Hacker News new | ask | show | jobs
by bwhiting2356 4 hours ago
what's the point of being vertically integrated if they're just going to rent out their compute (https://www.reuters.com/business/media-telecom/ai-startup-re...). This signals to me they don't have an internal use for it
2 comments

You could say the same about AWS circa 2011 though.
It's the reverse. The purpose of AWS was in 2011 was financial internal Amazon use. They had never invested in proper communication between the (many) parts of the Amazon webstore so everything was ad-hoc (like it still is in essentially every other company). If the website talked to an (internal) payment provider, that was one protocol. Another internal payment provider? Different protocol. Mail customers? SMTP (and not transactional like now, unless your website code implemented the transactional part).

That's what the first version of AWS was like. A standard set of interfaces. (you offer compute to the company? You implement these methods. You offer payment? You implement these methods. You offer ... etc)

They hadn't (yet) settled on a single RPC method but that's what it was. Then, as a financial innovation they started offering as many as possible to outside parties so they could use that money to pay for buildouts without loans, and a tax rebate on top. That's how AWS came to be.
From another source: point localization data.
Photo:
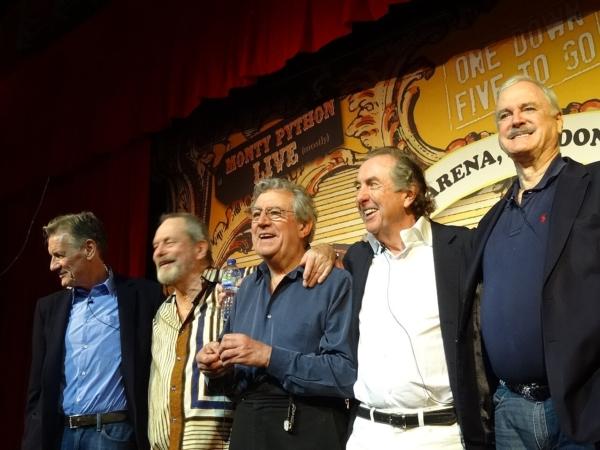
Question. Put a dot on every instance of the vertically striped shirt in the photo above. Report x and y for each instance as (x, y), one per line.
(183, 413)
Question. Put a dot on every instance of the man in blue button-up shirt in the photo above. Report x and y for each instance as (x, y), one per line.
(91, 347)
(291, 350)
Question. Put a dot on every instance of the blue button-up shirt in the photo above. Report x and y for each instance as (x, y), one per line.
(92, 370)
(312, 332)
(513, 265)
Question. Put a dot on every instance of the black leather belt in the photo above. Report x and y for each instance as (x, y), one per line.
(440, 417)
(534, 392)
(88, 420)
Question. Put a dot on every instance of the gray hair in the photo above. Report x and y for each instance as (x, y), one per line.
(194, 227)
(81, 227)
(303, 206)
(406, 173)
(548, 93)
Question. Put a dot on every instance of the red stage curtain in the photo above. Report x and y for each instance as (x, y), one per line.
(81, 112)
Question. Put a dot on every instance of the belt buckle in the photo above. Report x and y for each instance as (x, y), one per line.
(71, 424)
(393, 420)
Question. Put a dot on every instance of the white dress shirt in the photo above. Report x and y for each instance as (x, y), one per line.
(401, 362)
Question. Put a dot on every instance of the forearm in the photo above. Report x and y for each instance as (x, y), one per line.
(331, 374)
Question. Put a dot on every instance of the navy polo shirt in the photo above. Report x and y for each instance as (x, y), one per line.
(513, 266)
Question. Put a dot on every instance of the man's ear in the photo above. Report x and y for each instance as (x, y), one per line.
(201, 250)
(90, 248)
(304, 229)
(411, 195)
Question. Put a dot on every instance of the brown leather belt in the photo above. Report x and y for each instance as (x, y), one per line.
(533, 392)
(440, 417)
(88, 420)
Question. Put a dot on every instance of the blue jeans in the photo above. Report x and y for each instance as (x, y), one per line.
(529, 425)
(112, 436)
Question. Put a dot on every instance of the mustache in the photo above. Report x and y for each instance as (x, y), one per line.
(520, 131)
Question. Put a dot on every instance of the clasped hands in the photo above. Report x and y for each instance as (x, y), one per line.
(217, 358)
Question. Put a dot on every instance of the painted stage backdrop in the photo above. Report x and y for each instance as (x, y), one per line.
(433, 96)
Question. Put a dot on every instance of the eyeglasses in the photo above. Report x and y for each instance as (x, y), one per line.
(274, 213)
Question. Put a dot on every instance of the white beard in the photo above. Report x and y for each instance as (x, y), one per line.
(169, 275)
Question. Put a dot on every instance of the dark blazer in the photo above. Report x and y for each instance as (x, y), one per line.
(138, 301)
(450, 249)
(570, 297)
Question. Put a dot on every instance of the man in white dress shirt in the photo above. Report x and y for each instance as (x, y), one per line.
(407, 283)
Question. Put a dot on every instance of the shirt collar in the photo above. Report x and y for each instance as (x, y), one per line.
(263, 271)
(418, 234)
(210, 275)
(107, 287)
(550, 175)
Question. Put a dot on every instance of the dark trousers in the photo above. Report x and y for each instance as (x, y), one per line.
(259, 416)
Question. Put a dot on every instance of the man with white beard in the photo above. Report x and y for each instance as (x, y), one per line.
(183, 411)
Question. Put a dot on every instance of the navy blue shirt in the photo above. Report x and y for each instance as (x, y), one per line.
(312, 332)
(513, 265)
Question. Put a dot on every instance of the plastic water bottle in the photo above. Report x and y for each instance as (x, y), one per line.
(230, 279)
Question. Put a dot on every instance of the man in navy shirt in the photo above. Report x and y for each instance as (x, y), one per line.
(290, 350)
(537, 254)
(88, 386)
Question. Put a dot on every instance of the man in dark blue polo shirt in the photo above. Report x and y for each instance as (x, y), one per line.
(292, 349)
(537, 254)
It had quite a few uses: it would simplify the amazon website, but most of all: it would allow for financial innovation in hosting the website (people still don't understand that when using AWS they what they are fundamentally doing is give Amazon better interest rates on loans to build datacenter hosting for their other activities. People still don't understand that the core of Amazon is not selling, is not AWS, it is financial innovation).

It was very much not a company selling to itself because it couldn't find outside buyers. It was a company selling to outsiders screaming to buy their internal products so the internal products would essentially be built for free and Uncle Sam would even provide tax rebates for building them (think about it: without AWS, Amazon datacenters are for internal use and tax is due on the equipment. With AWS Amazon datacenters are built to rent out and you can deduct any spend on building them ... smart, no?)

(that's also how Google cloud came to be, with very different emphasis and timeline)

AWS did not need to buy excess inventory from Amazon because the sales were down

They also didn't need to buy another company lead by Bezos because ot was going cost him very much if certain conditions are met

It signals to me that they like money and people are willing to give it to them at unprecedented levels, and probably still have plenty of capacity for themselves afterwards. Why would you not accept billions of dollars per month?
they have a healthy datacenter business. Does that justify their valuation?